The aggregated XLE put/call ratio triggered a new buy signal
Key points:
- XLE constituent put volume increased relative to call volume
- The aggregated XLE put/call ratio has now reversed lower from an elevated level
- Energy stocks have rallied 100% of the time 2 months later after other signals
The aggregated put-call ratio as a contrary sentiment indicator
When investors are bullish on stocks, they buy call options to bet on rising prices. Conversely, when they are bearish on stocks, they purchase put options to bet on declining stocks. The put/call ratio can be used as a contrary indicator to identify an environment where sentiment has become too pessimistic on the future direction of stocks. When opinions become too bearish, stocks tend to rally.
The aggregated put/call ratio indicator measures the summed options data for constituents of the index/ETF.
A trading model that identifies a reversal in the aggregated put/call ratio
The put/call ratio trading model applies an 84-day range rank to a 10-day moving average of the XLE aggregated put/call ratio. The pessimistic reset condition is confirmed when the range rank indicator crosses the 99th percentile. A new buy signal occurs when the range rank crosses back below the 57th percentile. At the same time, the 5-day rate of change for the XLE ETF must be >= 3%. i.e., market momentum is positive.
Similar reversals in the put/call ratio have preceded gains 100% of the time
This signal has triggered 10 other times over the past 8 years. After the others, XLE future returns, win rates, and z-scores were excellent across all time frames, especially the 2-month window. The aggregated ETF put and call volume data are new time series with a start date in 2013. Therefore, the sample size is small.
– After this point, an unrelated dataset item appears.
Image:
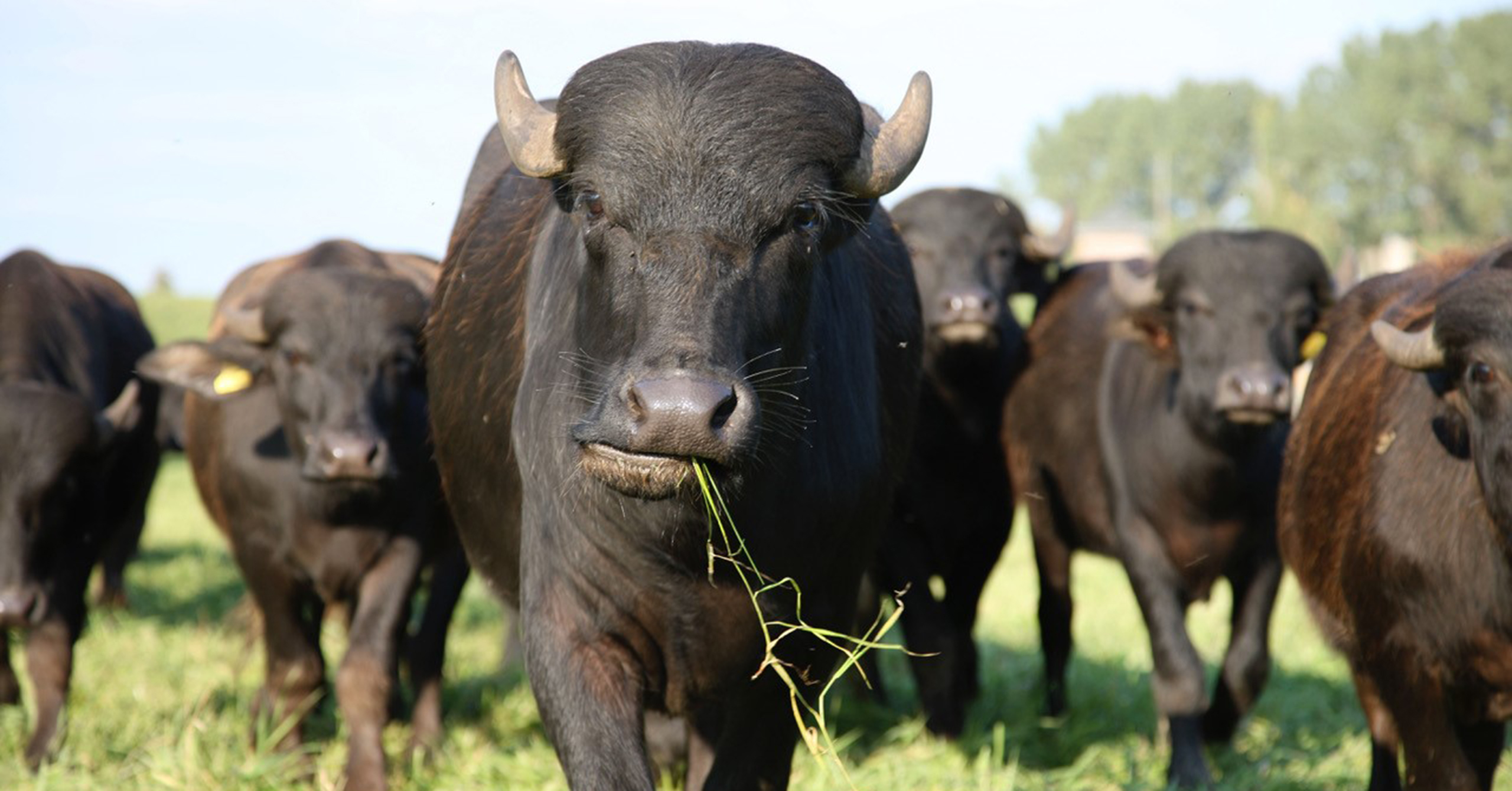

I've highlighted several bullish signals for the energy sector since 1/5/22. So, I would use this signal as additional confirmation of a bullish trend for energy stocks.
What the research tells us...
When put volume increases relative to call volume, traders have become too pessimistic on the outlook for stocks. Stocks are likely to reverse higher when the pessimistic extreme reverses. Similar setups to what we're seeing now have preceded rising prices for the energy sector ETF (XLE), with a 2-month win rate of 100%.